Impact of CD8+ T Cell Activation on CD4+ T Cell Recovery and Mortality in HIV-infected Ugandans Initiating Antiretroviral Therapy

Abstract

Objectives—To assess whether T cell activation independently predicts the extent of CD4+ T cell recovery and mortality in HIV-infected Ugandans initiating antiretroviral therapy (ART). Design—Prospective cohort study Methods—HIV-infected adults starting ART and achieving a plasma HIV RNA level (VL) <400 copies/ml by month 6 were sampled from the Uganda AIDS Rural Treatment Outcomes (UARTO) cohort in Mbarara, Uganda. CD4 count, VL, and the % activated (CD38+HLA-DR+) T cells were measured every 3 months. Results—Of 451 HIV-infected Ugandans starting ART, most were women (70%) with median pre-ART values: age, 34 years; CD4 count, 135 cells/mm3; and VL, 5.1 log10 copies/ml.
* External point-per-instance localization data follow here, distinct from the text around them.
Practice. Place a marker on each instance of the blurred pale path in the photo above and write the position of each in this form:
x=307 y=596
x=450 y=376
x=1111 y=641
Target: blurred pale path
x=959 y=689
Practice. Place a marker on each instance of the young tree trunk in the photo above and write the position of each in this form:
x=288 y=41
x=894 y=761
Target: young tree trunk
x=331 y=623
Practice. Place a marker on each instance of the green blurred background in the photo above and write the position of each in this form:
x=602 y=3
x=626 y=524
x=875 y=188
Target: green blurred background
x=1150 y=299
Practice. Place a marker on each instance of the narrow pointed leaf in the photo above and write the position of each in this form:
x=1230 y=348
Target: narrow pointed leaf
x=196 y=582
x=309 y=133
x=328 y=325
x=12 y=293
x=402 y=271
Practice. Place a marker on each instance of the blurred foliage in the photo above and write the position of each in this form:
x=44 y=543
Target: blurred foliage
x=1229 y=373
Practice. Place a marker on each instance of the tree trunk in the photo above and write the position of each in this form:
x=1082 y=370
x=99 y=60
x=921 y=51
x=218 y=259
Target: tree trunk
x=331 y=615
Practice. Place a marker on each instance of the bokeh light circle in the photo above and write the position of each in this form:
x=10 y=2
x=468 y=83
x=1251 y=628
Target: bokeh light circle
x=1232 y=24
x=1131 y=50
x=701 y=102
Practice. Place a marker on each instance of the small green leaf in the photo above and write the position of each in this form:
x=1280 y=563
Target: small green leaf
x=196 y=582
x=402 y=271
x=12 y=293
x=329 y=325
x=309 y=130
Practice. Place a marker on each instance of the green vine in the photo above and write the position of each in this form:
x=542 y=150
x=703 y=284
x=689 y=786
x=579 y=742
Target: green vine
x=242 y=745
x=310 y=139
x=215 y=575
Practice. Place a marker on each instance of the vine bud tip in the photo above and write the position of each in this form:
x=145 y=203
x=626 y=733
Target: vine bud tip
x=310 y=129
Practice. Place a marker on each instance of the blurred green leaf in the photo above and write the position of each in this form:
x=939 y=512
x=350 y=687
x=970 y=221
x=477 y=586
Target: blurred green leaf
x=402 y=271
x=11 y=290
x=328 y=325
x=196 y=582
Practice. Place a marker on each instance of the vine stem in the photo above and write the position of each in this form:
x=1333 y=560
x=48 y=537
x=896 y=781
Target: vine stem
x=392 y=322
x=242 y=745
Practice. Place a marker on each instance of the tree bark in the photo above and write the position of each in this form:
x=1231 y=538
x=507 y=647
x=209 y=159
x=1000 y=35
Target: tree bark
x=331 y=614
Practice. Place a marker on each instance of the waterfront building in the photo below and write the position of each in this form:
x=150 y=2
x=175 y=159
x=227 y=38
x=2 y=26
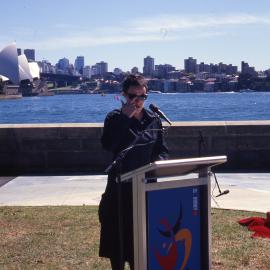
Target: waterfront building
x=190 y=65
x=246 y=69
x=87 y=72
x=46 y=67
x=30 y=54
x=102 y=68
x=161 y=71
x=79 y=64
x=117 y=71
x=134 y=70
x=170 y=86
x=63 y=64
x=9 y=63
x=148 y=66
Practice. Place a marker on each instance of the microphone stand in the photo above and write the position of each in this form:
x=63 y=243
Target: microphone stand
x=202 y=143
x=117 y=165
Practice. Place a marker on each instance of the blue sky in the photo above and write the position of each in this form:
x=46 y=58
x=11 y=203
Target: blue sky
x=122 y=33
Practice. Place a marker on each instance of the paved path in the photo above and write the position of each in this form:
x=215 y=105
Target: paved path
x=247 y=191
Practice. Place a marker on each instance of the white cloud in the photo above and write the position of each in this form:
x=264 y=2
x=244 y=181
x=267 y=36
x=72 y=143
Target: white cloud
x=163 y=28
x=174 y=22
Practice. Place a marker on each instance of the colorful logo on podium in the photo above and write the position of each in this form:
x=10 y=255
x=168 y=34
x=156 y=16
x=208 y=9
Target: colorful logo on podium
x=173 y=236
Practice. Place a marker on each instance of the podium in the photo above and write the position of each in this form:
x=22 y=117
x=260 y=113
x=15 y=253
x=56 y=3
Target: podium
x=171 y=213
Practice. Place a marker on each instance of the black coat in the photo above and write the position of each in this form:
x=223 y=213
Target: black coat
x=119 y=133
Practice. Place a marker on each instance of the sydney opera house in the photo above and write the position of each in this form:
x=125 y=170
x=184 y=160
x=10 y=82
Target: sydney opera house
x=17 y=75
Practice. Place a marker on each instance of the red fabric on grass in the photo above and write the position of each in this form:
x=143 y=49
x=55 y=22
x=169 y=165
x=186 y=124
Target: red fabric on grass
x=260 y=226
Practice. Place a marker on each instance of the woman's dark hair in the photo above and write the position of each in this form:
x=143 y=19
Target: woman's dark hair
x=133 y=80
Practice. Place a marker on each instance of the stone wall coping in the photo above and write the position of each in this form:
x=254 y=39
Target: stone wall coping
x=174 y=124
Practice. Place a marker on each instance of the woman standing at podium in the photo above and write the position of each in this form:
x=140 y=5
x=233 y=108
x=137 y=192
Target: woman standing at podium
x=122 y=127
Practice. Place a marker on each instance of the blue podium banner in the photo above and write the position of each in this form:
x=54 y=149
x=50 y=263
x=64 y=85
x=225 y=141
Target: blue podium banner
x=174 y=229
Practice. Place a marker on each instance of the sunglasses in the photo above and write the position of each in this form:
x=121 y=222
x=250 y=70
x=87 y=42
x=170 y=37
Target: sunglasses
x=141 y=97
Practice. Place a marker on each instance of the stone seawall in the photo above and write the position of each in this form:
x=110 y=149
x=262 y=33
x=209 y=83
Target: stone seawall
x=75 y=148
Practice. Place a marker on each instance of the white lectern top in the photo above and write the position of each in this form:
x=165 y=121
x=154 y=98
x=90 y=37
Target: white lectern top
x=167 y=168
Of these, 93% achieved a VL<400 c/ml by month 6 and were followed for a median of 24 months, with 8% lost to follow up at 3 years. Higher pre-ART CD8+ T cell activation was associated with diminished CD4 recovery after year 1, after adjustment for pre-ART CD4 count, VL, and gender (P=0.017). Thirty-four participants died, 15 after month 6. Each 10 percentage-point increase in activated CD8+ T cells at month 6 of suppressive ART was associated with a 1.6-fold increased hazard of subsequent death after adjusting for pre-therapy CD4 count (P=0.048). Conclusions—Higher pre-ART CD8+ T cell activation independently predicts slower CD4+ T cell recovery and higher persistent CD8+ T cell activation during ART-mediated viral suppression independently predicts increased mortality among HIV-infected Ugandans. Novel therapeutic strategies aimed at preventing or reversing immune activation during ART are needed in this setting.